É mais que um plano setorial porque situa a educação num quadro amplo de modernização do País. É ainda uma promessa. Sua execução dependerá da ação legislativa, da alocação regular de recursos orçamentários e, naturalmente, de um trabalho gerencial complexo e de muita habilidade política. Mas os primeiros passos são entusiasmantes. A idéia básica é simples e realista: é preciso investir no aprendizado e valorizar, durante algum tempo, principalmente a formação básica e a preparação profissional. A universalização estatística não basta. Foi importante ampliar o número de crianças e jovens matriculados, mas pouco se fez, até agora, para dotar os estudantes de conhecimentos indispensáveis e de capacidades necessárias a uma vida produtiva. Tudo isso parece óbvio, e talvez seja. Mas o plano é inovador, para o Brasil, precisamente por valorizar objetivos simples e práticos. Como primeira função, a escola deve treinar o aluno para ler, escrever e resolver problemas aritméticos básicos, além de prepará-lo para absorver as noções elementares de ciências. Deve dar-lhe a oportunidade, na etapa seguinte, de escolher entre uma formação profissional e o prosseguimento do estudo em nível superior – se possível, conciliando os dois caminhos.

O professor Amartya Sen, ganhador do Nobel de Economia, fala na criação de capacidades como forma de promover ao mesmo tempo o crescimento econômico e a liberdade individual. Um plano realista de formação básica é o instrumento mais adequado nas condições brasileiras. Tudo isso foi esquecido no Brasil durante muito tempo.
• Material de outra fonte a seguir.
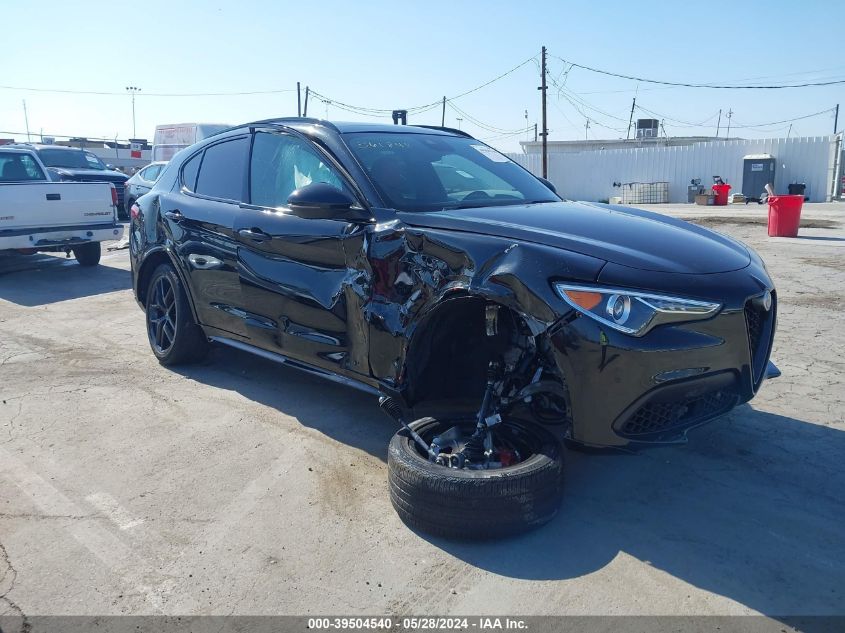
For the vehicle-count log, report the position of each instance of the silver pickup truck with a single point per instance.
(38, 215)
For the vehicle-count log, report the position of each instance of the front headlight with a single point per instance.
(633, 312)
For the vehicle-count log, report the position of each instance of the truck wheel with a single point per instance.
(476, 504)
(174, 336)
(87, 254)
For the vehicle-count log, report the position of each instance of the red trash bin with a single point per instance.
(784, 215)
(721, 195)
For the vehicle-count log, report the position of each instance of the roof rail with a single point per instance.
(447, 129)
(292, 119)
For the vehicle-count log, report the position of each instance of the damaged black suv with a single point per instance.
(423, 266)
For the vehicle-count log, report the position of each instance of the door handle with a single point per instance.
(256, 235)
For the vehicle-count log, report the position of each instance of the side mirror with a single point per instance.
(321, 201)
(548, 184)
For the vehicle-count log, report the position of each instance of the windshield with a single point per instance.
(430, 172)
(75, 159)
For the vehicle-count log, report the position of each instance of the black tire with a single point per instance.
(174, 336)
(475, 504)
(87, 254)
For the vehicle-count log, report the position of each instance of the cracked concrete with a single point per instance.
(241, 487)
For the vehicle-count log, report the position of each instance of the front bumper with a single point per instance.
(626, 390)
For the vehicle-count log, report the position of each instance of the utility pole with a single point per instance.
(631, 118)
(26, 120)
(133, 90)
(545, 132)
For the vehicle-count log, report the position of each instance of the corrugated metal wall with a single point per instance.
(590, 175)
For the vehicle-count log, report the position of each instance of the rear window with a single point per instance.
(16, 167)
(190, 170)
(73, 159)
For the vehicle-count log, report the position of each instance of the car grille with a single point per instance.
(657, 418)
(759, 323)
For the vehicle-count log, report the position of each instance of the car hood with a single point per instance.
(90, 174)
(622, 235)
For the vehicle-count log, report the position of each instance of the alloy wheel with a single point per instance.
(161, 315)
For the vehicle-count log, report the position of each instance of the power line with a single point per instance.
(425, 107)
(481, 124)
(150, 94)
(711, 86)
(800, 118)
(679, 122)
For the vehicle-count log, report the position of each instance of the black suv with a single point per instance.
(424, 266)
(70, 163)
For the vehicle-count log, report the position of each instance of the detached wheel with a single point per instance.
(87, 254)
(174, 336)
(476, 504)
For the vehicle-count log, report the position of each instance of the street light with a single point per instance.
(133, 90)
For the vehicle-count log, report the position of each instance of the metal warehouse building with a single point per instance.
(597, 170)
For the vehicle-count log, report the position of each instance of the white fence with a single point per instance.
(590, 175)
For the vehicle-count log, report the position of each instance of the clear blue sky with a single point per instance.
(382, 54)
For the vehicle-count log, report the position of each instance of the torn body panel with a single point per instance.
(420, 278)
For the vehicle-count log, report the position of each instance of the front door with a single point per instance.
(200, 219)
(294, 273)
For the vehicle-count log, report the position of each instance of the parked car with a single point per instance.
(141, 182)
(40, 215)
(73, 164)
(421, 265)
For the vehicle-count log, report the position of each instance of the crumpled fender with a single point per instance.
(408, 274)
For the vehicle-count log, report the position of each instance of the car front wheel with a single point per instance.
(174, 336)
(516, 494)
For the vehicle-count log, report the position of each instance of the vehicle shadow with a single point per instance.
(751, 509)
(46, 280)
(339, 412)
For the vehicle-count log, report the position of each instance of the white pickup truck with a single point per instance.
(38, 215)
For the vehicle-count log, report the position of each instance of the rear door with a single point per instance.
(293, 271)
(199, 218)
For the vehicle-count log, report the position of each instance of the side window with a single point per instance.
(151, 173)
(223, 169)
(282, 164)
(32, 169)
(16, 167)
(189, 172)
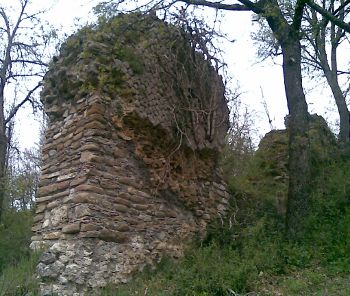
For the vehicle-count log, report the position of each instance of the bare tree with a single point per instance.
(23, 51)
(321, 42)
(286, 29)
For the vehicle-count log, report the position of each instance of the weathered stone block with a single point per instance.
(71, 228)
(118, 189)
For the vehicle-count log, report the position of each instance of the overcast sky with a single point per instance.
(253, 78)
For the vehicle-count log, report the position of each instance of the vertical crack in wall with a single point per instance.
(129, 173)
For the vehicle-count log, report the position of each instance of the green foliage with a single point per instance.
(15, 233)
(19, 279)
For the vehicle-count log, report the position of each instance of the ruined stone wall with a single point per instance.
(130, 161)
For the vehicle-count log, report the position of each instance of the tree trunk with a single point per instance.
(3, 148)
(299, 149)
(3, 152)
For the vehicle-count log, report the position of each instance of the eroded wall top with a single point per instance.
(153, 70)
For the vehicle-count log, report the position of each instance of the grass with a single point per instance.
(19, 279)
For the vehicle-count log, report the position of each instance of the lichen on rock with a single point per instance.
(137, 117)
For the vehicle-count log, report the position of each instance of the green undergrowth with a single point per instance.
(248, 254)
(19, 279)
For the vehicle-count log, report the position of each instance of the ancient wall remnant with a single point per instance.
(137, 117)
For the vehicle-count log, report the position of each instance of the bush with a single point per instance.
(19, 279)
(15, 233)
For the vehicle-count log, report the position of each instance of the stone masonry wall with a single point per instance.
(130, 160)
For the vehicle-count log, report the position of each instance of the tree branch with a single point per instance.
(218, 5)
(298, 14)
(26, 99)
(325, 13)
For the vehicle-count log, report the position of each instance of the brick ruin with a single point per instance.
(137, 117)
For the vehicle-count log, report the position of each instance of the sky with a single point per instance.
(258, 81)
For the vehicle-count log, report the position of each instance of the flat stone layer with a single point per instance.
(130, 161)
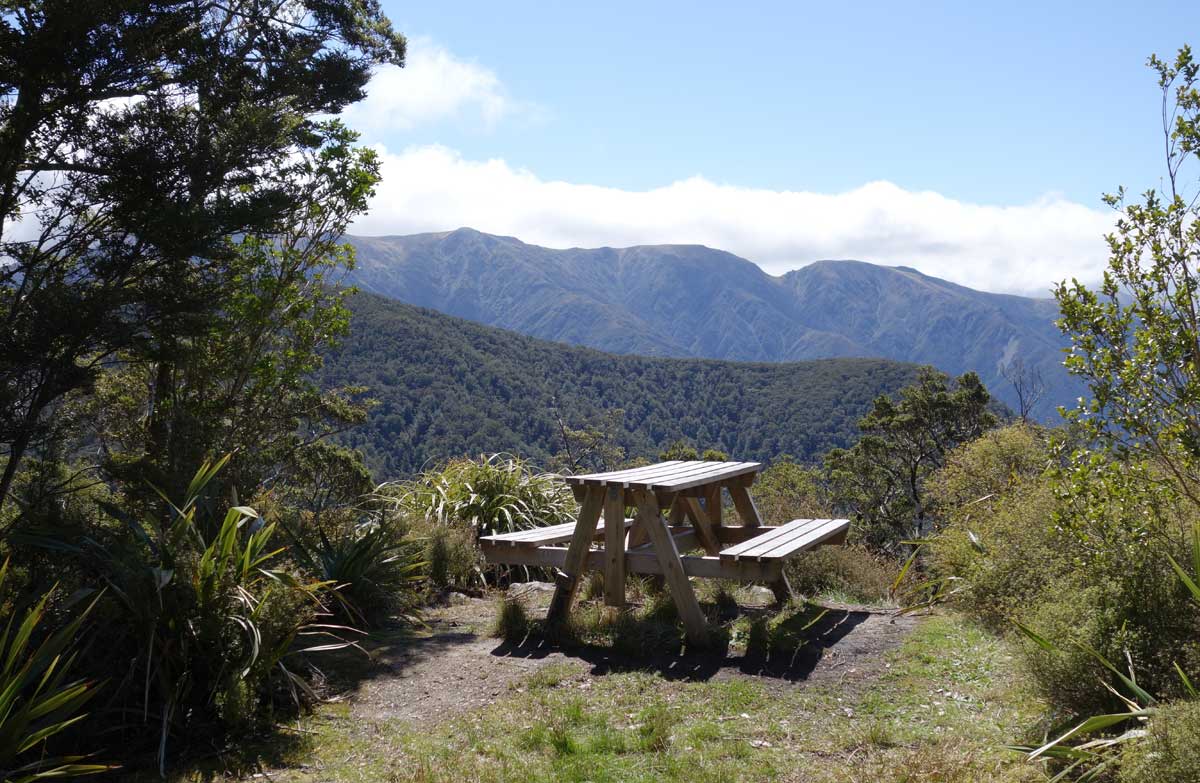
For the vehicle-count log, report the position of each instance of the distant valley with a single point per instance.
(689, 300)
(447, 387)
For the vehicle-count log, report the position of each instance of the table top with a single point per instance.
(672, 476)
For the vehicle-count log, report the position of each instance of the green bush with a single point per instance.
(367, 556)
(39, 699)
(849, 573)
(202, 617)
(496, 494)
(1170, 749)
(787, 490)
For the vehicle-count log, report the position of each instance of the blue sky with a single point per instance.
(565, 123)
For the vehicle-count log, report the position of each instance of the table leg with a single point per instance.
(615, 547)
(745, 507)
(568, 579)
(703, 526)
(672, 567)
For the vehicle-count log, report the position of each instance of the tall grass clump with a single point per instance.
(204, 620)
(455, 503)
(40, 694)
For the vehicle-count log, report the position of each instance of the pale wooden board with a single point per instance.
(642, 560)
(789, 539)
(671, 476)
(541, 536)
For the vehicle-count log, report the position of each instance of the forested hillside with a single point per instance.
(449, 387)
(694, 302)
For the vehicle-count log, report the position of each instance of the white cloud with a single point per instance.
(432, 85)
(1008, 249)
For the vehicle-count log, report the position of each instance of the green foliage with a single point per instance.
(1134, 341)
(496, 494)
(448, 387)
(843, 573)
(37, 698)
(203, 614)
(882, 477)
(369, 559)
(787, 490)
(142, 139)
(1168, 751)
(511, 621)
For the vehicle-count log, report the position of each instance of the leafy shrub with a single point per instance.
(511, 621)
(850, 572)
(496, 494)
(37, 700)
(1168, 753)
(787, 490)
(451, 554)
(370, 561)
(202, 616)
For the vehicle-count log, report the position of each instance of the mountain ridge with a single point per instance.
(696, 302)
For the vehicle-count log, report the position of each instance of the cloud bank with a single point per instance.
(1021, 249)
(433, 85)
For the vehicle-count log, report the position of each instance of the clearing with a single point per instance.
(852, 693)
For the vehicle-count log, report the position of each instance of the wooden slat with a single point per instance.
(669, 559)
(745, 507)
(615, 547)
(568, 579)
(616, 477)
(787, 539)
(759, 541)
(543, 536)
(703, 526)
(670, 476)
(802, 537)
(642, 561)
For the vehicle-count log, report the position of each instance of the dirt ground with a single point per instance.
(456, 667)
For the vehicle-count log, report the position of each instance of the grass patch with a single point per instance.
(942, 709)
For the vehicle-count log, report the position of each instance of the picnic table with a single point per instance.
(678, 508)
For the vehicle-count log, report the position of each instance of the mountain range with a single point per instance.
(690, 300)
(448, 387)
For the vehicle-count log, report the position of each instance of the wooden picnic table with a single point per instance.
(678, 507)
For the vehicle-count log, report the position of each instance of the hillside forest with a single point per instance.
(225, 476)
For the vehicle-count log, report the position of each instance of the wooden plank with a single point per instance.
(670, 476)
(745, 507)
(791, 538)
(759, 541)
(713, 504)
(823, 535)
(615, 547)
(669, 559)
(792, 541)
(568, 579)
(544, 536)
(703, 526)
(617, 477)
(705, 473)
(642, 561)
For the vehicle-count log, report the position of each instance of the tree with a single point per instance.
(1135, 341)
(881, 479)
(137, 141)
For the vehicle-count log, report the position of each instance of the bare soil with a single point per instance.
(454, 665)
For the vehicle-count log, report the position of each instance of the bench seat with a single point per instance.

Nesse período, uma porção de países subdesenvolvidos seguiu o caminho mais óbvio e talvez menos charmoso.

Parte importante do sucesso de economias como as da Coréia, de Taiwan, de Cingapura, de Hong Kong e da Tailândia é explicável por essa escolha. No Brasil, gastou-se muito tempo com discursos bonitos e equivocados sobre a democratização da universidade. Mas só um sexto dos estudantes chega às faculdades e isso não se deve meramente ao caráter discriminatório do ensino superior. A conspiração das elites contra o ingresso dos pobres, negros e índios nas universidades tem sido uma das fantasias do presidente Luiz Inácio Lula da Silva. Isso explica, em boa parte, os equívocos da política educacional no primeiro mandato. O PDE representa uma guinada em relação a esses equívocos. O plano é parcialmente inovador, também, por envolver o governo federal na solução dos problemas do ensino fundamental. Parcialmente, apenas, porque esse envolvimento ocorreu, embora em grau menor, durante a gestão do ministro Paulo Renato Souza, no governo de Fernando Henrique Cardoso.

De certa forma, o PDE retoma e aprofunda a orientação esboçada naquela fase, definindo novas metas, criando critérios qualitativos, estabelecendo mecanismos de controle de resultados e adotando um sistema de recompensas de acordo com o desempenho. Há riscos, naturalmente. O ministro tem-se mostrado realista e não parece propenso, por exemplo, a tomar a informatização das escolas como um objetivo central. Pode-se falar em risco porque a idéia de espalhar pelas escolas computadores de baixo custo parece fascinar o presidente Lula. Os possíveis fornecedores do equipamento estimulam, naturalmente, esse fascínio. Mas a maior parte das tarefas básicas da educação é perfeitamente realizável com quadros, cadernos e manuais de qualidade. Converter a distribuição de computadores em elemento central do programa pode simplesmente desviar esforços do objetivo principal. Computadores quebrados depois de pouco tempo de uso serão previsíveis desculpas para o descumprimento das tarefas. Há mais de quatro anos o presidente Lula e vários de seus principais auxiliares falam na recuperação da política industrial, na promoção da pesquisa e, de modo mais amplo, na revalorização do planejamento.

O resultado prático desse discurso é menos que pífio. A concepção do Programa de Aceleração do Crescimento (PAC), uma justaposição malfeita e sem noção de prioridade de velhos e novos projetos, foi apenas mais uma caricatura de planejamento. O contraste com a ruindade do PAC torna mais evidentes as virtudes do plano educacional.